La politica di Trump sull'immigrazione non piace agli americani

Un’analisi di G. Elliott Morris mostra come la maggioranza degli elettori si opponga alle misure più estreme dell’agenda migratoria del presidente, nonostante un'apparente approvazione generale sulla gestione del tema

La politica di Trump sull'immigrazione non piace agli americani

Sebbene gli americani continuino nel complesso ad approvare la gestione dell’immigrazione di Donald Trump, la maggior parte degli statunitensi si oppone alle politiche più estreme che la sua amministrazione sta attuando. È quanto emerge da un’analisi pubblicata da G. Elliott Morris, analista esperto di opinione pubblica che ha lavorato per FiveThirtyEight e l'Economist.

Il caso più recente è quello di Kilmar Abrego Garcia, residente legale nel Maryland, che è stato rimpatriato illegalmente in El Salvador nonostante fosse protetto da un ordine della magistratura statunitense. L'agenzia che si occupa dell'immigrazione ha ammesso l’errore e la Corte Suprema ha ordinato al presidente Trump di intervenire per riportarlo negli Stati Uniti. Il presidente si è però rifiutato di agire in tal senso durante un incontro ufficiale alla Casa Bianca con il presidente salvadoregno Nayib Bukele.

Nel corso dello stesso incontro, Trump ha anche espresso l’intenzione di inviare cittadini statunitensi detenuti in patria al carcere salvadoregno Centro de Confinamiento del Terrorismo (CECOT), noto per le sue condizioni estreme: celle illuminate artificialmente 24 ore su 24, isolamento frequente e solo 30 minuti di aria al giorno per i detenuti. Alcuni di questi trasferimenti, già effettuati, riguardano anche immigrati venezuelani accusati di legami con la gang Tren de Aragua, per i quali l’amministrazione avrebbe versato 6 milioni di dollari a El Salvador.

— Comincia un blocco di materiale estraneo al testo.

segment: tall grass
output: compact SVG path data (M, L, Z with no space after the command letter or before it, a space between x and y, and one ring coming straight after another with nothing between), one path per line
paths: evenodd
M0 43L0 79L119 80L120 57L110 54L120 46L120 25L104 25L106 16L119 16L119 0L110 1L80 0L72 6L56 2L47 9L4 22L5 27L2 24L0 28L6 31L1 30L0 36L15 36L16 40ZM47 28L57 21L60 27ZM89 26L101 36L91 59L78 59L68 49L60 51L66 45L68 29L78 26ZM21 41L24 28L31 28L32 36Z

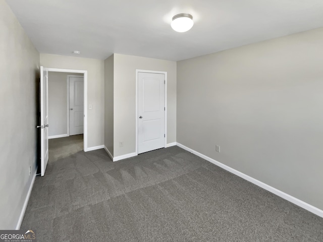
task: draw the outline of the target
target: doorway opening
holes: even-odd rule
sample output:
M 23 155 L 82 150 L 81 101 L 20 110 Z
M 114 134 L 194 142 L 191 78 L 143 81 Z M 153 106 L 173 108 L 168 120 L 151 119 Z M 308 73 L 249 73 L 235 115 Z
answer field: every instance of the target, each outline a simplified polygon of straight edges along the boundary
M 84 74 L 49 71 L 49 160 L 84 150 Z
M 87 71 L 46 69 L 50 162 L 87 151 Z

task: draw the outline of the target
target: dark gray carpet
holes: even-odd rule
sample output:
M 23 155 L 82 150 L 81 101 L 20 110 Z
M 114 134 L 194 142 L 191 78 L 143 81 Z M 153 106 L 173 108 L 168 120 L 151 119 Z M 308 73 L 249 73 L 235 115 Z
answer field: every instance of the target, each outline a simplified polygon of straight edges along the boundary
M 37 177 L 39 241 L 322 241 L 323 219 L 178 147 L 72 155 Z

A livello generale, i sondaggi suggeriscono che il presidente goda ancora di un certo favore sull’argomento: secondo una rilevazione Reuters/Ipsos, la gestione dell’immigrazione è tra le aree in cui Trump ottiene risultati relativamente migliori rispetto ad altri temi come economia o politica estera. Tuttavia, il consenso cambia drasticamente se si entra nel merito. L’82% degli americani intervistati ritiene che il presidente debba rispettare gli ordini dei giudici, anche se in disaccordo. Il 56% è contrario alle espulsioni, sebbene la domanda rimanga generica.

Altri sondaggi che hanno analizzato singole questioni mostrano che:

  • Il 65% degli americani si oppone all’espulsione di immigrati presenti nel Paese da oltre dieci anni senza altri reati oltre l’ingresso irregolare.
  • Circa il 70% è contrario al trasferimento di cittadini statunitensi in carceri straniere senza processo.
  • Il 58% si oppone alla detenzione di migranti nella base di Guantanamo Bay.
  • Solo una maggioranza relativa, pari al 55%, sostiene l’espulsione di immigrati accusati di crimini violenti — senza però conoscere necessariamente le condizioni o le modalità di detenzione previste.

Morris evidenzia anche come sebbene Trump mantenga una base repubblicana compatta, i Democratici — pur percepiti come deboli sul tema immigrazione — potrebbero cogliere l’occasione di un’opposizione popolare concreta alle azioni più estreme dell’amministrazione. Il partito potrebbe rafforzare la propria posizione proponendo riforme credibili e difendendo apertamente i diritti costituzionali violati, come nel caso del diritto all’habeas corpus per residenti legali e cittadini statunitensi.

Infine, Morris partendo dall'idea di rappresentanza politica come equilibrio tra guidare l’opinione pubblica e seguirne le indicazione, evidenzia come in questo caso, i Democratici non debbano scegliere tra le due cose: la maggioranza degli elettori è già contraria alle misure più estreme, quindi il partito può sia rispondere al sentimento diffuso, sia assumere un ruolo di guida promuovendo un’azione decisa in difesa dello stato di diritto.